Determining the cost of the potential street fee on businesses is complicated.

In the course of developing the fee, the city determined 78 land uses based on daily traffic generated that multiplied by square footage would determine the monthly amount a building is charged.

The unit of measurement for the fee is a “single-family equivalent,” or the amount of traffic an average single-family home generates.

For example, one single-family home would equal one “SFE.” According to city figures, a 20,000-square-foot supermarket would equal 97.6 SFEs.

Following the council’s decision Tuesday to recoup $1.6 million per year, the monthly charge per SFE would be $1.71. That means a single-family home would be charged $1.71 on its water bill per month, but a major supermarket would be charged upwards of $166.90 per month.

According to the city’s expansive list of land uses, a 10,000-square-foot “general office building” would be charged $14.54 per month.
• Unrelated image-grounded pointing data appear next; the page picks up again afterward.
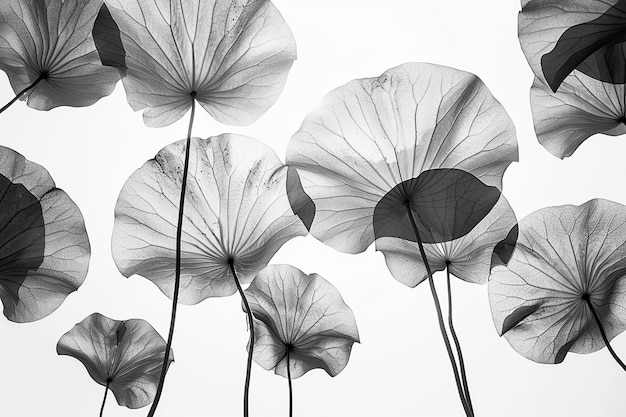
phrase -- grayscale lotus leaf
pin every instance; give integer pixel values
(125, 354)
(563, 255)
(52, 39)
(303, 314)
(469, 257)
(371, 135)
(232, 56)
(559, 36)
(236, 208)
(44, 248)
(581, 108)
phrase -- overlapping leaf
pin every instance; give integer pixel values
(372, 135)
(125, 355)
(469, 257)
(236, 209)
(51, 41)
(44, 249)
(232, 56)
(564, 255)
(303, 315)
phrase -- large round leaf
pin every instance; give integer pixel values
(303, 315)
(372, 135)
(44, 249)
(51, 40)
(236, 209)
(564, 256)
(469, 257)
(125, 355)
(232, 56)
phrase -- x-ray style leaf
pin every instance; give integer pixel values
(469, 257)
(300, 321)
(236, 210)
(369, 141)
(560, 36)
(123, 355)
(569, 266)
(49, 55)
(232, 56)
(44, 249)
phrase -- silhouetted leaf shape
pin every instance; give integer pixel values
(233, 56)
(371, 135)
(558, 36)
(44, 249)
(125, 354)
(304, 314)
(51, 40)
(445, 205)
(470, 256)
(563, 253)
(581, 108)
(236, 207)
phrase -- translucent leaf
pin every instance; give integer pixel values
(233, 56)
(558, 36)
(44, 249)
(52, 39)
(564, 255)
(580, 109)
(304, 314)
(125, 355)
(236, 208)
(470, 257)
(371, 135)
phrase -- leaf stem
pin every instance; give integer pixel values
(456, 342)
(603, 333)
(179, 232)
(289, 380)
(442, 328)
(246, 391)
(104, 400)
(24, 91)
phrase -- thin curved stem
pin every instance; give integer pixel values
(179, 232)
(442, 327)
(104, 400)
(21, 93)
(290, 389)
(246, 390)
(603, 333)
(457, 344)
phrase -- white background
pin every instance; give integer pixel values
(400, 368)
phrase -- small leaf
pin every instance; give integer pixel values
(125, 355)
(564, 255)
(303, 314)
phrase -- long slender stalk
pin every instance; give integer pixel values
(442, 327)
(603, 333)
(246, 390)
(21, 93)
(456, 343)
(179, 232)
(290, 389)
(104, 400)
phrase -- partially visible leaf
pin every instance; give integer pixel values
(44, 248)
(468, 257)
(232, 56)
(564, 255)
(236, 208)
(51, 40)
(371, 135)
(125, 355)
(303, 314)
(580, 109)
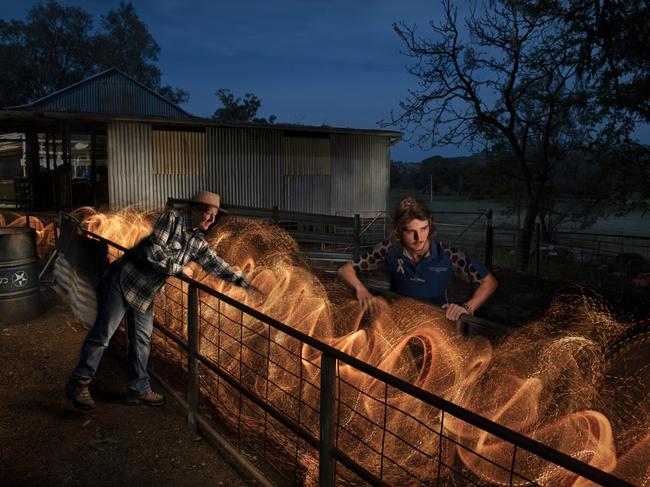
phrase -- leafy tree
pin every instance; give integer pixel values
(45, 53)
(56, 46)
(508, 80)
(613, 36)
(237, 109)
(125, 43)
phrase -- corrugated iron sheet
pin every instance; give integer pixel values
(248, 167)
(360, 174)
(176, 152)
(308, 156)
(245, 167)
(110, 93)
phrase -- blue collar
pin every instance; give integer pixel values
(432, 254)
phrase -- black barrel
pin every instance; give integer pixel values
(19, 292)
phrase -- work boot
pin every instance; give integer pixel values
(148, 398)
(78, 391)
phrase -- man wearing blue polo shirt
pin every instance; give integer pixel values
(420, 266)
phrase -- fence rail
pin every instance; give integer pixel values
(278, 390)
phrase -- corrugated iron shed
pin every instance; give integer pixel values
(110, 92)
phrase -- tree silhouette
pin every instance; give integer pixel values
(56, 46)
(237, 109)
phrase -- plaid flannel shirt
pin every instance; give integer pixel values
(165, 252)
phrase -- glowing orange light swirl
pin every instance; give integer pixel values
(548, 380)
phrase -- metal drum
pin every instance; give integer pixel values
(19, 292)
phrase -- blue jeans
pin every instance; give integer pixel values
(111, 308)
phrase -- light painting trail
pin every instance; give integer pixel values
(570, 380)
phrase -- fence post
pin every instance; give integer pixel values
(356, 229)
(538, 228)
(275, 215)
(489, 239)
(327, 421)
(192, 351)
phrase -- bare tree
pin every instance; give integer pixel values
(507, 78)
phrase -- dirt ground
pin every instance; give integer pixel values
(44, 441)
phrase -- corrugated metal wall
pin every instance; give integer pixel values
(245, 166)
(360, 173)
(130, 172)
(255, 167)
(307, 165)
(112, 93)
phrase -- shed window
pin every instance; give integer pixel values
(306, 155)
(179, 152)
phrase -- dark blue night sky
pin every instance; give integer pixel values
(313, 62)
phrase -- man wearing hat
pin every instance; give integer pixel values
(129, 286)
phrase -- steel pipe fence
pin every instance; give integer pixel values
(306, 413)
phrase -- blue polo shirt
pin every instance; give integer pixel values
(428, 278)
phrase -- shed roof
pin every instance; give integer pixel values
(110, 92)
(113, 95)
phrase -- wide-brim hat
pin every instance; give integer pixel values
(208, 198)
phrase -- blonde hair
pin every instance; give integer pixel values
(410, 209)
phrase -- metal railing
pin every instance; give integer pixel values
(596, 258)
(290, 402)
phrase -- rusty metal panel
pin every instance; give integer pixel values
(249, 167)
(111, 92)
(179, 152)
(245, 166)
(308, 156)
(306, 170)
(360, 179)
(130, 175)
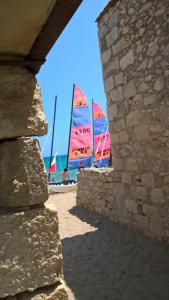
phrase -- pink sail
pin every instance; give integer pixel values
(101, 137)
(80, 150)
(52, 168)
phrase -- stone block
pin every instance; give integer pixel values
(119, 79)
(118, 164)
(21, 105)
(141, 132)
(129, 89)
(132, 164)
(116, 95)
(109, 84)
(131, 206)
(120, 45)
(134, 118)
(106, 56)
(159, 84)
(30, 250)
(126, 177)
(127, 60)
(112, 112)
(147, 179)
(54, 292)
(23, 180)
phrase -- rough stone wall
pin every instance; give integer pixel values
(30, 249)
(134, 44)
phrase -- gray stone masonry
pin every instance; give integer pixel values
(23, 179)
(134, 45)
(30, 250)
(52, 292)
(21, 112)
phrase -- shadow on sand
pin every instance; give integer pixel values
(114, 263)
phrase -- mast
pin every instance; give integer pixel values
(70, 127)
(53, 132)
(93, 130)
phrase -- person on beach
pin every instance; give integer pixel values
(65, 175)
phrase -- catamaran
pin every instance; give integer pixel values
(84, 136)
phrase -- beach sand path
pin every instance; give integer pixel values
(106, 261)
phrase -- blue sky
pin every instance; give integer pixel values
(75, 58)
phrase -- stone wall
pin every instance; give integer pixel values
(30, 249)
(134, 44)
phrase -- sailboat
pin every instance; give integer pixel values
(89, 141)
(101, 137)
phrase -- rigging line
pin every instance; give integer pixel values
(47, 138)
(100, 140)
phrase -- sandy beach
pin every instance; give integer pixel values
(106, 261)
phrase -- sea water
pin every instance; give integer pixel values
(61, 162)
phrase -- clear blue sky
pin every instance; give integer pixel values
(75, 58)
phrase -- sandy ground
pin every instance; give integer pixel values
(106, 261)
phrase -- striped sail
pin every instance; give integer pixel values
(101, 138)
(80, 149)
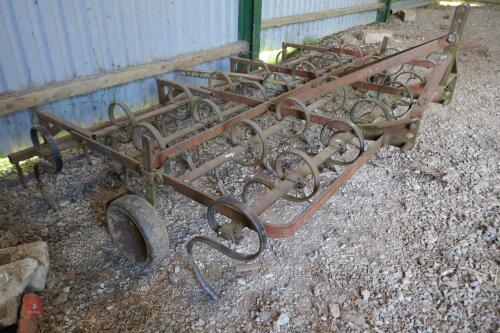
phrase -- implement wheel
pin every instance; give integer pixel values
(137, 230)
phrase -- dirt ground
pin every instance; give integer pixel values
(410, 244)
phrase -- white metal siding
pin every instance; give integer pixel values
(46, 41)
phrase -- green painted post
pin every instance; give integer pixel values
(383, 13)
(249, 23)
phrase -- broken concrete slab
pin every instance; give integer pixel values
(375, 36)
(22, 268)
(350, 40)
(36, 250)
(14, 278)
(408, 15)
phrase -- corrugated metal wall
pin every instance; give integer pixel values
(272, 38)
(45, 41)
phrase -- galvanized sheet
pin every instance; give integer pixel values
(272, 38)
(45, 41)
(401, 4)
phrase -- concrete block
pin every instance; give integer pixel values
(350, 40)
(14, 278)
(375, 36)
(36, 250)
(22, 268)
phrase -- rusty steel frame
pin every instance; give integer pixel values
(399, 132)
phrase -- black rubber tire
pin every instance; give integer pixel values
(137, 230)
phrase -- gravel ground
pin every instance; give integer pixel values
(410, 244)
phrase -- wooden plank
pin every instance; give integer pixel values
(81, 86)
(294, 19)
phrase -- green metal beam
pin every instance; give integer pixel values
(384, 12)
(249, 25)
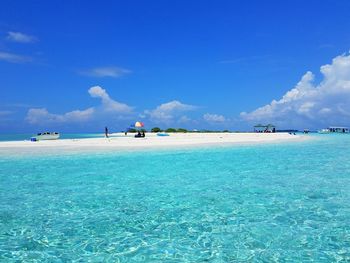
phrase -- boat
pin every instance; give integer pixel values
(324, 131)
(45, 136)
(335, 129)
(162, 134)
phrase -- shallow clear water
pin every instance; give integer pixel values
(262, 203)
(27, 136)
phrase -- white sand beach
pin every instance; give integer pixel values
(120, 141)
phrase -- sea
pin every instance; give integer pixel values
(276, 202)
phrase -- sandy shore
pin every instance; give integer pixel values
(120, 141)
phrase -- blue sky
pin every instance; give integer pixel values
(79, 66)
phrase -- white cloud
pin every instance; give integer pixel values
(109, 104)
(184, 119)
(14, 58)
(37, 116)
(5, 113)
(309, 104)
(166, 112)
(113, 72)
(214, 118)
(20, 37)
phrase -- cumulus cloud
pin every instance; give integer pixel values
(14, 58)
(113, 72)
(309, 104)
(5, 113)
(214, 118)
(109, 104)
(38, 116)
(20, 37)
(166, 112)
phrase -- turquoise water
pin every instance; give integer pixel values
(27, 136)
(263, 203)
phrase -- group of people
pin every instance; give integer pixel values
(140, 134)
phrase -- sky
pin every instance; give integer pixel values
(78, 66)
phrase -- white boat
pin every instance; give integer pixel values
(323, 131)
(45, 136)
(335, 129)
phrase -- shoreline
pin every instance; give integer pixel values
(121, 142)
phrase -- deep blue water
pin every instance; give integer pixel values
(286, 202)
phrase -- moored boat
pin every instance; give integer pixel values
(335, 129)
(45, 136)
(323, 131)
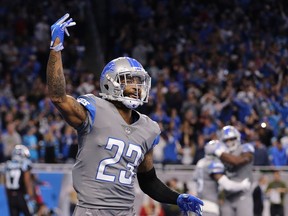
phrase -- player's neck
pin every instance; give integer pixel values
(124, 112)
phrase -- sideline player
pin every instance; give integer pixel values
(239, 166)
(18, 181)
(210, 175)
(115, 141)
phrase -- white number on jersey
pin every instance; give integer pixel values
(12, 179)
(125, 176)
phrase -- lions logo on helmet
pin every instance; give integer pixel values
(212, 146)
(231, 137)
(20, 152)
(118, 74)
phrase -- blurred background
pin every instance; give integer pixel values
(212, 63)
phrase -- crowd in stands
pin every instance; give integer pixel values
(211, 64)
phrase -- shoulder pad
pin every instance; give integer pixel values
(248, 147)
(88, 102)
(216, 167)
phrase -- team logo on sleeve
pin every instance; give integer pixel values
(128, 130)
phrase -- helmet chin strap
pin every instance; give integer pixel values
(131, 104)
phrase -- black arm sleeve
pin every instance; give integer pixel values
(155, 188)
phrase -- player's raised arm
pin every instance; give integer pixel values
(71, 110)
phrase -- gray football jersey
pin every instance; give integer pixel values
(109, 153)
(207, 187)
(239, 173)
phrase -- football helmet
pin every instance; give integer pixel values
(211, 147)
(120, 73)
(231, 137)
(20, 152)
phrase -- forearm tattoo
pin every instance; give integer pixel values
(55, 77)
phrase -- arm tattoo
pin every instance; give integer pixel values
(55, 77)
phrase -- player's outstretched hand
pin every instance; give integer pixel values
(187, 202)
(58, 29)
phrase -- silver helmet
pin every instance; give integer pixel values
(211, 146)
(20, 152)
(118, 74)
(231, 137)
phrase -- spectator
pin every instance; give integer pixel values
(259, 196)
(276, 190)
(277, 154)
(261, 157)
(10, 139)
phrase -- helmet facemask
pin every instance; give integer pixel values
(20, 152)
(117, 85)
(231, 137)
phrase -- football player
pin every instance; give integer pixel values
(18, 182)
(238, 163)
(115, 141)
(210, 177)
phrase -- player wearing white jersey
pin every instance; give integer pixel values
(239, 165)
(18, 182)
(115, 141)
(210, 177)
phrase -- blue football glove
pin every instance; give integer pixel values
(187, 202)
(57, 31)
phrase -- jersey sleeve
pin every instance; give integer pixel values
(216, 167)
(88, 102)
(248, 147)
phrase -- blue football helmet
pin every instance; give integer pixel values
(118, 74)
(20, 153)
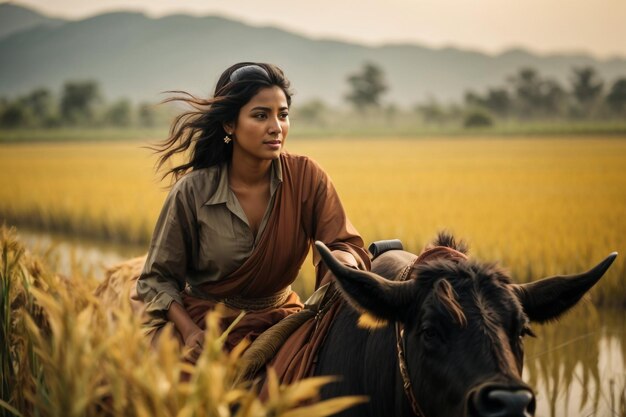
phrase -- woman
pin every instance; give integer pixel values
(238, 223)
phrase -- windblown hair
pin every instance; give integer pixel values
(201, 129)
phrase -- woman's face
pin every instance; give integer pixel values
(262, 126)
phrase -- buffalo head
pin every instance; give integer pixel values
(464, 324)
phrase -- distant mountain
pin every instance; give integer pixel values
(14, 18)
(135, 56)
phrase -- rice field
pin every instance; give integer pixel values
(539, 206)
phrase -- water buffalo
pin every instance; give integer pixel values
(464, 324)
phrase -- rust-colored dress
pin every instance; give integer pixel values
(185, 263)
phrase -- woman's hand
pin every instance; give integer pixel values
(194, 343)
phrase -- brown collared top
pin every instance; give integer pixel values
(202, 239)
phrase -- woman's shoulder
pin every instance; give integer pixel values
(300, 162)
(198, 185)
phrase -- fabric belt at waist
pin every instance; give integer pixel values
(257, 303)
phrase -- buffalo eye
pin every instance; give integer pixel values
(429, 336)
(527, 331)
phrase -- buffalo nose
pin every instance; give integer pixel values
(502, 402)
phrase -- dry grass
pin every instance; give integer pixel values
(66, 353)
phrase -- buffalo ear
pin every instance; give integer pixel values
(549, 298)
(368, 292)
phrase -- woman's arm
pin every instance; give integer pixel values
(163, 276)
(332, 226)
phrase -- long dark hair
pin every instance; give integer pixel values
(202, 127)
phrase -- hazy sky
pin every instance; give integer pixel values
(598, 27)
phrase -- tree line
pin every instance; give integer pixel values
(79, 104)
(525, 96)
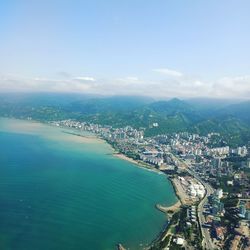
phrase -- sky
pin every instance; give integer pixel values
(159, 48)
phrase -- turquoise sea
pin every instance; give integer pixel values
(60, 191)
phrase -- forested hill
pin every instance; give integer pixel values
(157, 117)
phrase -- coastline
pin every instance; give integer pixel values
(168, 210)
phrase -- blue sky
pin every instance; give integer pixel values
(159, 48)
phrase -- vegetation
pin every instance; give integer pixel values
(232, 122)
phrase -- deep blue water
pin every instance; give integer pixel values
(58, 192)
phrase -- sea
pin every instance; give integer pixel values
(62, 191)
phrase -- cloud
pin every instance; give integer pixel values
(168, 72)
(84, 79)
(166, 87)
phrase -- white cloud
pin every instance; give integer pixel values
(85, 78)
(168, 72)
(185, 86)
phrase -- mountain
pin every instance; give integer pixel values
(157, 117)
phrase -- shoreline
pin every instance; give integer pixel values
(168, 210)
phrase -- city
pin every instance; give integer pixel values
(211, 181)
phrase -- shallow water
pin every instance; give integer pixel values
(60, 191)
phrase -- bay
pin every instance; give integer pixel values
(61, 191)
The council will vote on an ordinance formally implementing the fee at a later date.

Airport plan

On Tuesday, the council also received an update on the Killeen-Fort Hood Regional Airport Master Plan — a 20-year facilities plan that was the focus of three public hearings last week.

The public hearings were part of a comment hearing on the master plan, which will provide a guide for airport development over the next 20 years detailing short-, mid- and long-range goals and financial plans to achieve them, according to the city.

In total, the goals are projected at a cost of about $446.9 million, with short-term goals totaling $26.2 million, mid-term totaling $61.5 million and long-term totaling $359.1 million.

Go to http://killeenfthood.airportstudy.com for details on the Master Plan, and to leave comments about the plan.

kyleb@kdhnews.com | 254-501-7567

(2) comments

VetA42

[thumbdown]Can the City Mayor, Council Members and any City Staff tell this Citizen what do the yearly taxes go to pay?
I thought this was where infrastructure was maintained.
Why can the City keep building roadways to the South/Southwest yet they cannot come up with the money to maintain current roads.
Our City without Limits isn't a City without financial responsibility!!!

Pharon Enochs

The following comments are indeed the opinions of Pharon Enochs. I would question if Rivera has done anything right for the citizens as a council member. I believe Rivera was a council member when money was mismanaged and helped put the city in the mess it is today. I also believe Rivera and some others were stiffly against an audit of the city finances. These folks were saying everything was wonderful. I believe if the type audit the people wanted done had of been completed there would have been some folks facing criminal charges. I believe Rivera was very silent about the audit which was done when it showed things were not wonderful and pointed out a multitude of improper actions done at the expense of the taxpayers. Maybe if things were done as they should have been, taxpayers would not be forced to cover in my opinion gross money mismanagement. Rivera seems to get very upset when his decisions are questioned but has no problem making decisions when a lot of people believe as do I the decisions appear to be made in someone self serving interest not necessary those of the citizens as a whole.. The roads did not fall apart this year, last year or even five years ago. Granted this has been happening for a long time while it certainly appears as if city council sit on their hands while this happened. It certainly looks to me this was a serious continuing problem and the council should have focused on this problem all along. Now that is has reached a crisis stage, they city wants to do as always come up with some mickey mouse plan and put another burden on the taxpayers, due to the council's failures, poor management of funds, resources and lack of any plans or actions on the roads.